Will his overseas buildings become terrorist targets? If so, all the more reason for local partners to take his name down, even if they have to keep paying for its use. It’s the host countries, not the U.S., that have the obligation of protecting local landmarks from terrorist attack.
Will the Trump children parade around in semi-regal fashion, signing deals that wouldn’t otherwise come their way if their father wasn’t president? Again, so what? Two words: Billy Beer.
Of all the things to fret about with President Trump, these are the least important. But ankle-biting America—a longstanding facet of our national character—is getting a chance to air the sanctimony and resentment on which it thrives.
Messrs. Painter and Eisen are the embodiment of the aphid side of the law—the side that glories in the dotting of i’s and crossing of t’s, irreparably confusing form and substance. Like a two-man Supreme Court, they’ve ruled, based on nothing, that the Constitution’s Emoluments Clause means a president can’t own a stake in a business whose operations might be patronized by a foreign government official. Well, then, sell your McDonald’s shares, ambitious U.S. politicians, lest an Indonesian junior minister stop by the drive-thru window.
Unfortunately the aphid side of life is the side that Washington specializes in.
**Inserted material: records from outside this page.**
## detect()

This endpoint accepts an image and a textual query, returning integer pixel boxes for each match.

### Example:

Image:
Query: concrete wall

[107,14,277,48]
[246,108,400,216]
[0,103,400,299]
It supplies full-time occupations for rule makers and rule enforcers plus their cheering section, the lobbyists and lawyers who make a living by hindering other Americans from going about their business.
Don’t doubt, though, that these forces are a threat to any president who offers his opponents so many opportunities to tie him and his businesses up in lawsuits.
The more likely outcome is that Mr. Trump’s businesses will wither on the vine while he attends to his presidential duties, not exclusively limited to issuing ruckus-causing tweets. We may not have our new president to kick around after a couple of years, as he hurriedly hands over power so he can go back and save his flagging business empire.
By the way, for urban dwellers, aphids, or “plant lice,” according to Wikipedia, are “small sap-sucking insects” that are “among the most destructive insect pests on cultivated plants in temperate regions.”